Acreditamos que a decisão pelo momento do retorno presencial deve ser baseada em informações científicas acerca do risco de contágio e transmissão da covid-19. As dificuldades práticas enfrentadas pelas redes de ensino para cumprir os protocolos sanitários devem ser consideradas. Um eventual retorno precoce pode significar grave risco à saúde e à vida de todos os estudantes.
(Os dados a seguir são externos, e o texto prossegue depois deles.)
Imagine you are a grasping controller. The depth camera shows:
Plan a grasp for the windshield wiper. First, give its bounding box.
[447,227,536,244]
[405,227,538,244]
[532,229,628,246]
Uma vez tomada a decisão pelo retorno presencial, todos os estudantes deverão retornar juntos. É preciso ressaltar que a pandemia e as dificuldades práticas que ela impõe não podem servir de pretexto para excluir estudantes com deficiência da escola no retorno às aulas presenciais. A preservação do direito à educação deve ser a premissa prioritária para a criação de quaisquer medidas e procedimentos. Gestores públicos, diretores de escolas e educadores têm o papel de cuidar para que tais estudantes não sejam desmotivados ou deixem de estudar. A discriminação injusta viola os direitos humanos e fundamentais dos estudantes com deficiência. Por isso, entendemos que o parecer do CNE precisa ser revisto no que diz respeito à Educação Especial.
Seguimos abertos ao diálogo para a construção coletiva de possíveis soluções para o enorme desafio que estamos vivendo no contexto atual. Entendemos que as decisões devem buscar viabilizar o direito à educação de todos, sem colocar em risco a saúde e vida dos estudantes e sem deixar ninguém para trás.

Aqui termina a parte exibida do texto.